Pharmacological Regulation of Ischemia-Activated Pericyte Reprogramming and Differentiation for Post-Stroke Regeneration and Recovery

Abstract

Direct in vivo cellular reprogramming offers the potential for local neural replacement to promote post-stroke neural regeneration and recovery. Pericytes are perivascular cells involved in blood-brain barrier maintenance under physiological conditions but are reprogrammed into multipotent induced neural progenitor cells (i-NPCs) in response to ischemia. The atypical protein kinase C (aPKC)-CREB binding protein (CBP) pathway regulates ischemia-activated pericyte (a-pericyte) reprogramming and neuronal differentiation. Our previous work showed that the pathway inhibitor compound C (CpdC) facilitated a- pericyte reprogramming into i-NPCs in culture, and that monoacylglycerol lipase (Mgll) inhibitor JZL184 was able to promote NPC differentiation to generate newborn neurons by mimicking pathway activation. In this regard, we propose to use acute CpdC treatment followed by chronic JZL184 treatment to enhance reprogramming of a-pericytes into i-NPCs and subsequently promote their neuronal differentiation, ultimately improving post-stroke functional recovery. Using the endothelin-1 (ET-1)/L-NAME ischemic stroke model in a pericyte lineage tracing transgenic mouse line, I characterized the ability of a-pericytes in the ischemic lesion site to generate neural (i-NPC, newborn neurons) and non-neural (microglia and fibroblasts) cell types. The CpdC+JZL184 treatment had early effects on enhancing a- pericyte reprogramming efficiency to produce i-NPCs at 7 days post-stroke and promoting their differentiation to generate neuroblasts at 14 days post-stroke.
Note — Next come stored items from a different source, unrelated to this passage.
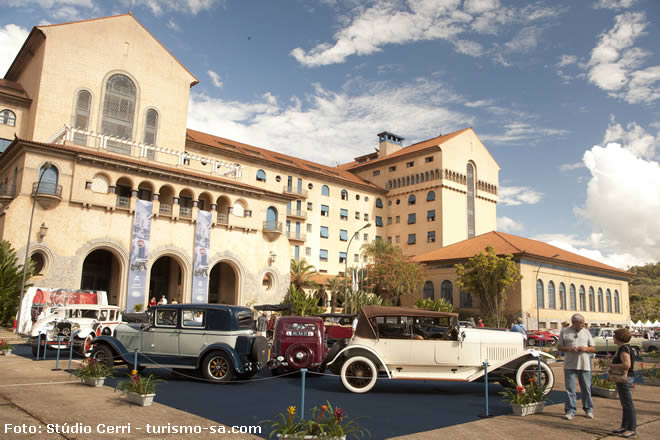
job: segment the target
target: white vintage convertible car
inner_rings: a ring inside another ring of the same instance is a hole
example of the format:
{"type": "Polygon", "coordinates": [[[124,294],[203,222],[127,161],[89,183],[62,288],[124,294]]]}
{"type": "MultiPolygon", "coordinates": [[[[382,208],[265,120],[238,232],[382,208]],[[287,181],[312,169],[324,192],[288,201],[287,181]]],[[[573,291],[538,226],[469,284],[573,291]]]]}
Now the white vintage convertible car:
{"type": "Polygon", "coordinates": [[[552,356],[525,349],[520,333],[460,327],[456,313],[365,306],[355,326],[353,337],[333,347],[326,362],[354,393],[371,390],[379,377],[472,382],[483,379],[486,361],[489,381],[526,385],[538,378],[540,365],[544,391],[554,385],[543,360],[552,356]]]}

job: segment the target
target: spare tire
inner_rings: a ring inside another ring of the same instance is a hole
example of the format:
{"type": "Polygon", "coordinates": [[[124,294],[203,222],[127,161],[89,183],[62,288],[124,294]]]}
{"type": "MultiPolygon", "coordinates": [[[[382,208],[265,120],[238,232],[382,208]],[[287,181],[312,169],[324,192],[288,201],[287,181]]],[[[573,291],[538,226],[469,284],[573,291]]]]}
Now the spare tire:
{"type": "Polygon", "coordinates": [[[309,368],[313,360],[312,350],[304,344],[293,344],[287,348],[284,354],[284,359],[289,364],[290,368],[300,370],[301,368],[309,368]]]}
{"type": "Polygon", "coordinates": [[[259,367],[266,366],[266,362],[268,362],[268,340],[263,336],[254,338],[250,359],[252,362],[258,363],[259,367]]]}

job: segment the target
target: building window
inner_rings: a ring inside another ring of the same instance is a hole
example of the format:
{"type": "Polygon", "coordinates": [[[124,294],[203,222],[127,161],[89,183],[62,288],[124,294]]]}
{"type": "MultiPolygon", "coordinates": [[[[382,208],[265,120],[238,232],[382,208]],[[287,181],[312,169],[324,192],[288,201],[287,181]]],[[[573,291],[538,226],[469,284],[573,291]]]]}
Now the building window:
{"type": "Polygon", "coordinates": [[[383,217],[376,216],[376,226],[383,226],[383,217]]]}
{"type": "Polygon", "coordinates": [[[417,222],[417,214],[415,213],[408,214],[408,224],[414,225],[416,222],[417,222]]]}
{"type": "Polygon", "coordinates": [[[468,238],[474,237],[474,167],[467,164],[467,227],[468,238]]]}
{"type": "Polygon", "coordinates": [[[376,235],[376,241],[381,241],[382,239],[383,237],[381,237],[380,235],[376,235]]]}
{"type": "Polygon", "coordinates": [[[266,181],[266,172],[264,170],[257,170],[257,180],[260,182],[266,181]]]}
{"type": "MultiPolygon", "coordinates": [[[[156,132],[158,130],[158,112],[154,109],[147,110],[144,120],[144,143],[156,145],[156,132]]],[[[153,153],[154,150],[148,150],[153,153]]]]}
{"type": "Polygon", "coordinates": [[[461,290],[461,307],[463,308],[472,308],[472,294],[467,293],[465,290],[461,290]]]}
{"type": "Polygon", "coordinates": [[[307,223],[307,232],[312,232],[312,224],[307,223]]]}
{"type": "Polygon", "coordinates": [[[619,291],[614,290],[614,313],[621,313],[621,303],[619,302],[619,291]]]}
{"type": "Polygon", "coordinates": [[[383,207],[383,201],[380,199],[380,197],[376,198],[376,208],[382,208],[383,207]]]}
{"type": "Polygon", "coordinates": [[[433,283],[427,281],[424,283],[424,298],[433,299],[433,283]]]}
{"type": "Polygon", "coordinates": [[[555,283],[553,281],[548,281],[548,308],[556,309],[557,303],[555,299],[555,283]]]}
{"type": "Polygon", "coordinates": [[[39,175],[41,176],[41,183],[37,188],[39,194],[57,194],[57,182],[59,179],[59,172],[54,166],[44,168],[42,165],[39,168],[39,175]]]}
{"type": "Polygon", "coordinates": [[[339,239],[341,241],[348,241],[348,231],[346,229],[339,230],[339,239]]]}
{"type": "Polygon", "coordinates": [[[387,217],[387,224],[391,225],[392,224],[392,217],[387,217]]]}
{"type": "Polygon", "coordinates": [[[355,220],[360,220],[360,212],[355,211],[355,220]]]}
{"type": "Polygon", "coordinates": [[[108,178],[103,174],[96,174],[92,177],[91,190],[97,193],[106,194],[110,185],[108,178]]]}
{"type": "Polygon", "coordinates": [[[408,244],[415,244],[417,241],[416,234],[408,234],[408,244]]]}
{"type": "Polygon", "coordinates": [[[366,212],[364,213],[364,221],[365,222],[369,221],[369,214],[367,214],[366,212]]]}
{"type": "Polygon", "coordinates": [[[328,205],[321,205],[321,217],[328,217],[330,215],[330,208],[328,205]]]}
{"type": "Polygon", "coordinates": [[[321,238],[328,238],[328,227],[321,226],[321,238]]]}
{"type": "Polygon", "coordinates": [[[348,191],[346,191],[345,189],[341,190],[341,199],[348,200],[348,191]]]}
{"type": "Polygon", "coordinates": [[[430,209],[426,211],[426,221],[434,222],[435,221],[435,209],[430,209]]]}
{"type": "Polygon", "coordinates": [[[412,168],[413,166],[415,166],[415,161],[406,162],[406,168],[412,168]]]}
{"type": "Polygon", "coordinates": [[[577,310],[577,298],[575,297],[575,285],[571,284],[568,288],[568,296],[571,301],[571,310],[577,310]]]}
{"type": "Polygon", "coordinates": [[[426,163],[433,162],[433,156],[425,157],[424,162],[426,163]]]}
{"type": "Polygon", "coordinates": [[[369,241],[369,234],[364,234],[364,241],[369,241]]]}
{"type": "Polygon", "coordinates": [[[434,201],[434,200],[435,200],[435,191],[429,191],[429,192],[426,194],[426,201],[427,201],[427,202],[432,202],[432,201],[434,201]]]}
{"type": "Polygon", "coordinates": [[[401,216],[400,215],[397,215],[396,217],[394,217],[394,223],[401,223],[401,216]]]}
{"type": "Polygon", "coordinates": [[[603,312],[605,309],[603,307],[603,289],[598,288],[598,311],[603,312]]]}
{"type": "Polygon", "coordinates": [[[340,209],[339,218],[342,220],[348,220],[348,209],[340,209]]]}
{"type": "MultiPolygon", "coordinates": [[[[89,112],[92,108],[92,94],[87,90],[78,92],[78,99],[76,99],[76,114],[74,116],[73,124],[80,130],[87,130],[89,128],[89,112]]],[[[73,142],[78,145],[87,145],[87,136],[82,133],[74,133],[73,142]]]]}
{"type": "Polygon", "coordinates": [[[311,247],[306,247],[305,248],[305,256],[306,257],[311,257],[312,256],[312,248],[311,247]]]}
{"type": "Polygon", "coordinates": [[[314,204],[312,202],[307,202],[307,210],[311,211],[312,209],[314,209],[314,204]]]}
{"type": "Polygon", "coordinates": [[[394,237],[394,243],[396,243],[396,244],[401,243],[401,236],[396,235],[396,236],[394,237]]]}
{"type": "Polygon", "coordinates": [[[360,194],[355,194],[355,200],[360,200],[360,194]]]}
{"type": "Polygon", "coordinates": [[[322,196],[329,196],[330,195],[330,188],[328,188],[328,185],[323,185],[321,187],[321,195],[322,196]]]}
{"type": "Polygon", "coordinates": [[[393,165],[389,168],[389,171],[396,171],[396,165],[393,165]]]}
{"type": "Polygon", "coordinates": [[[415,198],[415,194],[410,194],[410,197],[408,197],[408,204],[414,205],[416,200],[417,199],[415,198]]]}
{"type": "Polygon", "coordinates": [[[353,254],[353,262],[354,263],[360,262],[360,254],[353,254]]]}
{"type": "Polygon", "coordinates": [[[387,242],[392,243],[392,237],[387,237],[387,242]]]}
{"type": "Polygon", "coordinates": [[[607,313],[612,313],[612,292],[610,289],[605,291],[605,304],[607,304],[607,313]]]}
{"type": "MultiPolygon", "coordinates": [[[[133,139],[137,88],[129,77],[112,75],[105,86],[101,132],[123,139],[133,139]]],[[[123,142],[108,141],[110,151],[131,154],[131,146],[123,142]]]]}
{"type": "Polygon", "coordinates": [[[346,263],[346,252],[339,253],[339,262],[342,264],[346,263]]]}
{"type": "Polygon", "coordinates": [[[0,124],[9,125],[11,127],[16,126],[16,113],[9,109],[4,109],[0,112],[0,124]]]}
{"type": "Polygon", "coordinates": [[[581,311],[587,310],[587,298],[584,293],[584,286],[580,286],[580,310],[581,311]]]}
{"type": "Polygon", "coordinates": [[[536,280],[536,308],[545,307],[545,294],[543,293],[543,281],[536,280]]]}
{"type": "Polygon", "coordinates": [[[566,286],[564,283],[559,283],[559,308],[566,310],[568,305],[566,304],[566,286]]]}
{"type": "Polygon", "coordinates": [[[380,176],[380,170],[374,170],[373,175],[374,176],[380,176]]]}
{"type": "Polygon", "coordinates": [[[589,287],[589,311],[590,312],[596,311],[596,297],[594,295],[593,287],[589,287]]]}
{"type": "Polygon", "coordinates": [[[426,233],[426,241],[429,243],[435,243],[435,231],[428,231],[426,233]]]}
{"type": "Polygon", "coordinates": [[[321,258],[321,261],[328,261],[328,250],[327,249],[321,249],[319,251],[319,257],[321,258]]]}
{"type": "Polygon", "coordinates": [[[444,280],[440,285],[440,297],[449,304],[454,304],[454,287],[451,281],[444,280]]]}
However, it did not affect stroke volume and produced minimal alterations to the pattern of post-stroke motor function recovery. Interestingly, I discovered a novel role of tamoxifen treatment prior to stroke in regulating reprogramming of a-pericytes and efficacy of compound C treatment. These studies inform the necessity of optimization of drug delivery for better control over the timing and duration to directly target in vivo i-NPC reprogramming and reveal a novel pharmacological paradigm to control the aPKC-CBP pathway.